Stats for Data Science

Joint Mathematics Meetings January 18, 2020

Modernizing

mod·ern·ize | ˈmädərˌnīz |

verb [with object]

adapt (something) to modern needs or habits, typically by installing modern equipment or adopting modern ideas or methods: a five-year plan to modernize Algerian agriculture.

Modernizing Needs

modern needs

prediction/classification
decision making/trade-offs
causality

pre-modern needs

detect some signal in noise: averaging
infer genetics from phenotypes: \(r\)
provide arbitration for claims: \(p\)

Modernizing Equipment

modern equipment

computers
databases
high connectivity

pre-modern equipment

mechanical calculators
static tables and tabulations
printing as distribution

Modernizing Methods

modern methods

wrangling & visualization
machine/statistical learning
randomization, bootstrapping, cross-validation
directed acyclic graphs
false discovery rates, …

pre-modern methods

see, e.g. most intro stats books
correlation/simple regression
histograms

Modernizing pedagogy

Many excellent recommendations from GAISE and other sources.

I have one more to add, that I think is critical:

Base teaching on what we know now, not on what was being invented in 1880-1910.

Ontogeny recapitulates phylogeny?

In biology: Growth and development of an individual follows the same path as the evolution of a species.

Should statistics teaching follow embryology?

In education: Should individual students follow the same path as statistics as a whole?

Bernoulli \(\Rightarrow\) Gauss \(\Rightarrow\)

Quetelet \(\Rightarrow\) Galton \(\Rightarrow\)

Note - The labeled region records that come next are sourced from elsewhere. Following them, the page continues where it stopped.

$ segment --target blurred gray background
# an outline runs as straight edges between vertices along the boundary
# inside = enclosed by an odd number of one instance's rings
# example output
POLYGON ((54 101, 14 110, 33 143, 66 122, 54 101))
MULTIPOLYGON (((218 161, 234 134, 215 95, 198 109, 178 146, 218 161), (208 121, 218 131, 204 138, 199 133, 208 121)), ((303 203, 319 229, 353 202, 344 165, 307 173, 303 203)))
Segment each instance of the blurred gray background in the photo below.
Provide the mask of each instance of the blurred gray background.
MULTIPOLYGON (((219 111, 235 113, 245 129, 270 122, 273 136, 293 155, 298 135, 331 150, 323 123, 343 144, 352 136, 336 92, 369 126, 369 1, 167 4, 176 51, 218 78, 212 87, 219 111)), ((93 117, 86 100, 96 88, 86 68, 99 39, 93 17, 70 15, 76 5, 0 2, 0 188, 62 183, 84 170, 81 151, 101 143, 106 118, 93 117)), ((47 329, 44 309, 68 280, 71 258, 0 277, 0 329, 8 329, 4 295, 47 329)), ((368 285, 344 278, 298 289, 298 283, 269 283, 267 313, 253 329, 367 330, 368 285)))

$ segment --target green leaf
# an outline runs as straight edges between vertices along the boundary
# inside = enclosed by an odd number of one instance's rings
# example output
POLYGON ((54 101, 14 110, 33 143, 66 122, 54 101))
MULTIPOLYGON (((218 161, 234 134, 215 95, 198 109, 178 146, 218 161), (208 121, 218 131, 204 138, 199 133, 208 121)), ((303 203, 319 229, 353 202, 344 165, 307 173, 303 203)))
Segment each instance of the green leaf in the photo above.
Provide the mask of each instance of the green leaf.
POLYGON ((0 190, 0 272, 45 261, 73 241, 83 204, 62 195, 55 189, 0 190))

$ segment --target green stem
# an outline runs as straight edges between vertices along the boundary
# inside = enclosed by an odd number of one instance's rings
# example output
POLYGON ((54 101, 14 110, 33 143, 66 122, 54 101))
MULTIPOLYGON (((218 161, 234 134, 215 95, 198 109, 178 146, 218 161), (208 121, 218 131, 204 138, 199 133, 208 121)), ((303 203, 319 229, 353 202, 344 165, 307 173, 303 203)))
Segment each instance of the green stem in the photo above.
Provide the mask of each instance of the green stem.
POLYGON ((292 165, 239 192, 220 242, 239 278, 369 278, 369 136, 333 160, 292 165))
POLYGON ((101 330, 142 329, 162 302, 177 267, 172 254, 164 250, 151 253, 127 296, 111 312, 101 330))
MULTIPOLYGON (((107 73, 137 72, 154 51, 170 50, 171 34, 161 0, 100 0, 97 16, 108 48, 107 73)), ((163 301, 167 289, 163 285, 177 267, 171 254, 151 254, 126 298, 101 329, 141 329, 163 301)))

Pearson \(\Rightarrow\) Gosset \(\Rightarrow\)

Fisher \(\Rightarrow\)

Neyman-Pearson …

probability, means,

standard deviation,

correlation coefficient,

chi-squared,

t-test, “significant”, “p-value”, …

If statistics were automobiles … 1880s

1888 Francis Galton introduces the “co-relation” coefficient

1885 Karl Benz designs 4-stroke engine for use in his automobile

If statistics were automobiles … 1900–1910

1908 William Gossett’s t statistic

1908 First Model T off Henry Ford’s production line

If statistics were automobiles … 1920s

1927 Ford Model A enters production

1925 ANOVA appears in Fisher’s Statistical Methods for Research Workers

Where does following the historical path get us?

introductory course typically ends at or before “one-way” ANOVA
we neglect thinking constructively about causation
- we end up like Fisher in 1959 arguing that smoking doesn’t cause cancer
we avoid problems of prediction, researcher degrees of freedom, false discovery, evaluating trade-offs

Detours on the path to data science

We dip into historical coves and specialized techniques

chi-squared, unequal variance t-test, one-tailed tests, histogram, stem-and-leaf, box-and-whisker
we use historical vocabulary that can be offputting or misleading
- standard deviation, standard error, margin of error, significance

Proposal: Stats for Data Science

Let’s work backward from current needs: prediction, decision-making, causality.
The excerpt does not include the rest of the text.